The company said AI runtime security represents a blind spot for many enterprises. It placed emphasis on attacks that target live inference and model-serving environments, rather than development and training alone.

It cited Gartner findings that it said showed 32% of organisations had already experienced AI attacks involving prompt manipulation. It also cited Gartner findings that it said showed 29% had faced direct attacks on their GenAI infrastructure in the last year.

Check Point Software also cited a figure that nearly 70% of cyber security leaders said emerging GenAI risks require significant changes to existing cyber security approaches.

It argued that traditional security controls do not reliably recognise AI-specific traffic and workflows. It pointed to Model Context Protocols and Retrieval-Augmented Generation patterns as areas where existing tools can lack visibility.

It also cited a survey by Lakera that it said found 49% of organisations reported high levels of concern about their current vulnerabilities.

Nvidia Collaboration

Check Point Software referred to a recent collaboration with Nvidia. It described the work as an example of security integration alongside AI infrastructure rather than bolted on after deployment.

It argued that security integrations often introduce a "performance tax". It said security leaders and infrastructure leaders now face pressure to limit latency and preserve compute capacity in production environments.

Offload Approach

Check Point Software set out an approach that it said relies on offloading certain security processing to dedicated infrastructure components.

It said deep packet inspection and runtime monitoring can consume CPU and GPU resources. It said an alternative approach uses Nvidia DOCA Argus telemetry and moves security processing to the BlueField DPU.

The company said this model allows for monitoring and workload isolation while preserving GPU capacity for training and inference workloads.

Agentic Layer

Check Point Software also pointed to changes in application design as organisations move beyond chat interfaces. It said "Agentic AI" that interacts with enterprise systems increases the attack surface.

It described a model that uses insights from an AI red-team platform and applies them through a web application firewall for runtime protection of large language model inputs and outputs.

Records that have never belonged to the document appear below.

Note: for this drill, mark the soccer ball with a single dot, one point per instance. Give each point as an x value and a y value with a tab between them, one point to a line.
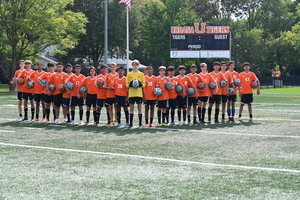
70	86
237	82
83	90
135	84
201	86
51	87
30	84
223	83
100	82
168	85
230	91
20	81
212	85
190	91
178	88
62	88
254	84
157	92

The company listed prompt injection, jailbreaking and LLM poisoning among the threats it said security teams aim to block at the source.

User Governance

Check Point Software also described a user layer focused on employee adoption of GenAI tools and associated compliance requirements. It said organisations face pressure to maintain audit trails and manage regulatory exposure.

It also pointed to data leakage risks. It said real-time data loss prevention aims to reduce the likelihood that proprietary code or customer data appears in public model training sets.

Leadership Focus

Check Point Software said the separation between infrastructure purchasing and later-stage security coverage no longer fits the scale of AI deployments. It called for joint planning between CIO-led infrastructure functions and security leadership.

It said leadership should focus on three pillars: visibility, isolation and performance. It described telemetry as central to visibility, including identification of shadow GenAI usage and unauthorised servers. It described micro-segmentation as central to isolation and limiting lateral movement between sensitive workloads. It described DPU integration as central to performance, with security scaling in line with AI traffic without introducing latency.